I know it’s wrong. I know I shouldn’t even put it into writing. I definitely know I will be judged by many, appreciated by some and laughed with by most.
There is something adorably hilarious about a toddler saying curse words.
C’mon!!! You know exactly what I mean.
Let me set the scene…
Last night, Charli, my ridiculously cute toddler, walked into the kitchen. Her arms were wrapped around a bottle of Life Water and her sippy cup filled with milk. I hardly noticed as she passed behind me, walking on her tip-toes. As I was jabbering away at HOS and browning the ground turkey for dinner, I heard my daughter’s first (confirmed) curse words.
“SHIT! Oh, shit!”
She stomped her little foot and looked around with utter exasperation.

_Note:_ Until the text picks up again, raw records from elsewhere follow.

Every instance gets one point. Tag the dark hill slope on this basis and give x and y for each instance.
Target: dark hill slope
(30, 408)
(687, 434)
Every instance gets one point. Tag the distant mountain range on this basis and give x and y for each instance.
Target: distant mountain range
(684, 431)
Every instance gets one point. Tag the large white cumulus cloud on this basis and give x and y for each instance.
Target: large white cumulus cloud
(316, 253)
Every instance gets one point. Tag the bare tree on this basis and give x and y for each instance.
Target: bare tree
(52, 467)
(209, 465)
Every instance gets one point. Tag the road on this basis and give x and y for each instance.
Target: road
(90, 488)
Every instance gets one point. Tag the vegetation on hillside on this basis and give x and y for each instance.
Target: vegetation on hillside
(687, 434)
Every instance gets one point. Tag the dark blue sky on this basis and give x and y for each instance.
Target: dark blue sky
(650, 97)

I probably looked like a moron. My mouth had fallen open, but I was smiling/choking back laughter.
Without thinking, I asked what was wrong. She furrowed her brow and point at the counter top saying, “Rabble, rabble, rabble. Table.”
I asked her to put her drinks on the dinner table instead of the counter. She walked toward the table and accidentally dropped the sippy cup on the floor.
“Dammit!”
This time, my shoulders racked with laughter, but I hid my face. She placed the drinks on the table and tip-toed back to her toys like nothing had happened.
My sweet baby girl with a precious toddler voice that can’t form the sounds for l, r, or y is now competing for swearing sailor of the month.
Fast forward to today…
As funny as it was the first couple times, the cuteness quickly wears off.
Charlotte slipped climbing the ladder to her slide. I caught her bottom in my hands. I apparently didn’t move fast enough…
“SHIT!”
There it was again.
She couldn’t open the door.
“Shit.”
She dropped her baby doll.
“Shit.”
She tripped.
“SHIT.”
We tried ignoring the word in hopes it would go away because it didn’t invite a reaction.
That did not work.
I have moved into the stage of timeouts. How do you tell a two-year-old she is in trouble for saying “shit.”
And that “shit” is a bad word she shouldn’t say. If she says “shit” again, then she will get a timeout. Super scary punishment!
Oh, and you don’t.
For now, we are in a curse word Cold War. Any one who drops one of those bombs goes straight to time out.
Moms of the world, how can I win this war?